En 1994, Silvio Berlusconi a crée Forza Italia, et à l’issue d’une une campagne-éclair relayée par son empire médiatique, il devient chef du gouvernement avant d’être lâché par ses alliés sept mois plus tard. Il est revenu au pouvoir en 2001 pour cinq ans, un record depuis l’après-guerre. Battu d’un cheveu en 2006, il prend sa revanche deux ans plus tard, s’installant aux commandes pour la troisième fois. Mais en novembre 2011, il doit céder sous les huées les rênes d’une Italie en proie à une grave crise financière. Silvio Berlusconi est donc revenu sur le devant de la scène politique en 2019, en étant élu député européen. Trois ans plus tard, il échoue à imposer sa candidature à l’élection présidentielle. En revanche, il parvient à retrouver un siège de sénateur.
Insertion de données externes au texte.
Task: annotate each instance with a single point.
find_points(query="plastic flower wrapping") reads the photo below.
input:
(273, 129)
Sportif dans l’âme, il était le « premier tifoso » de l’AC Milan, club qu’il a dirigé pendant trois décennies et dont il avait fait l’une des plus grandes équipes au monde grâce à des stars recrutées à prix d’or. Propriétaire depuis 2018 d’un autre club de Serie A (Monza), l’AC Milan fut pour lui une passion jamais démentie mais aussi un redoutable outil de communication au service de ses affaires économiques et de sa carrière politique.
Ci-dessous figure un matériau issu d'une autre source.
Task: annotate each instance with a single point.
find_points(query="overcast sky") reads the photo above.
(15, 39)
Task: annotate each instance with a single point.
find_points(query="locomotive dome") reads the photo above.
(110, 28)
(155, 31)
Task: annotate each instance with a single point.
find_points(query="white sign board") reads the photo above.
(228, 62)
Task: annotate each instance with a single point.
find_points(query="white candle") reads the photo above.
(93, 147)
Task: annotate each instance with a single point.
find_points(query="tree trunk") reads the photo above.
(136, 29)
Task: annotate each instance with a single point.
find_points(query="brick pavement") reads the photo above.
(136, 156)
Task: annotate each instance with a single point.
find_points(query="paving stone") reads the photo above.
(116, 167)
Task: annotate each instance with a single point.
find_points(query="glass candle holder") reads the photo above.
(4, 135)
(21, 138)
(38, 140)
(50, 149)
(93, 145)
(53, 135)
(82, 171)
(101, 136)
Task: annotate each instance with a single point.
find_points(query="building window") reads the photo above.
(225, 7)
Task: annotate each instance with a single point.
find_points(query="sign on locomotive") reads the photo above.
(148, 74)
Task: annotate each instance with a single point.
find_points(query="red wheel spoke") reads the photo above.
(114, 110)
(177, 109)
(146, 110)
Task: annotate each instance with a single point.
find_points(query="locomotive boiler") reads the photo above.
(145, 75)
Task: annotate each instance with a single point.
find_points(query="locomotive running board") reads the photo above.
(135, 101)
Pour rappel, durant les trente-et-un ans de règne du « Cavaliere » (entre 1986 et 2017, avec quelques pauses quand il fut chef du gouvernement), le club au célèbre maillot rayé rouge et noir a raflé 29 trophées, dont cinq Ligues des Champions et huit titres de champions d’Italie. Habitué des tribunaux. Silvio Berlusconi a accumulé tout au long de sa vie publique une série si impressionnante de procès en tous genres qu’ils font désormais partie de sa légende. La quasi-totalité de ses procès ouverts se sont terminés par des acquittements définitifs ou ont été prescrits. Silvio Berlusconi a d’ailleurs toujours clamé son innocence, s’estimant victime d’un acharnement judiciaire fomenté par des magistrats de gauche à des fins politiques. La seule condamnation définitive à son encontre date du 1er août 2013 lorsque la Cour de Cassation a confirmé sa peine de quatre ans de prison et six ans d’inéligibilité dans une affaire de fraude fiscale liée à son empire médiatique Mediaset. Il avait alors bénéficié d’une amnistie pour trois ans et le reste de sa peine a été transformé en travaux d’intérêt général (TIG) effectués à Milan dans une maison de retraite. Il a été déchu de son mandat de sénateur en novembre 2013, récupéré en 2022. In fine, l’Italien fut longtemps soupçonné d’entretenir des liens avec la mafia. Ces allégations ont fait l’objet d’une enquête mais elles n’ont jamais abouti à un procès.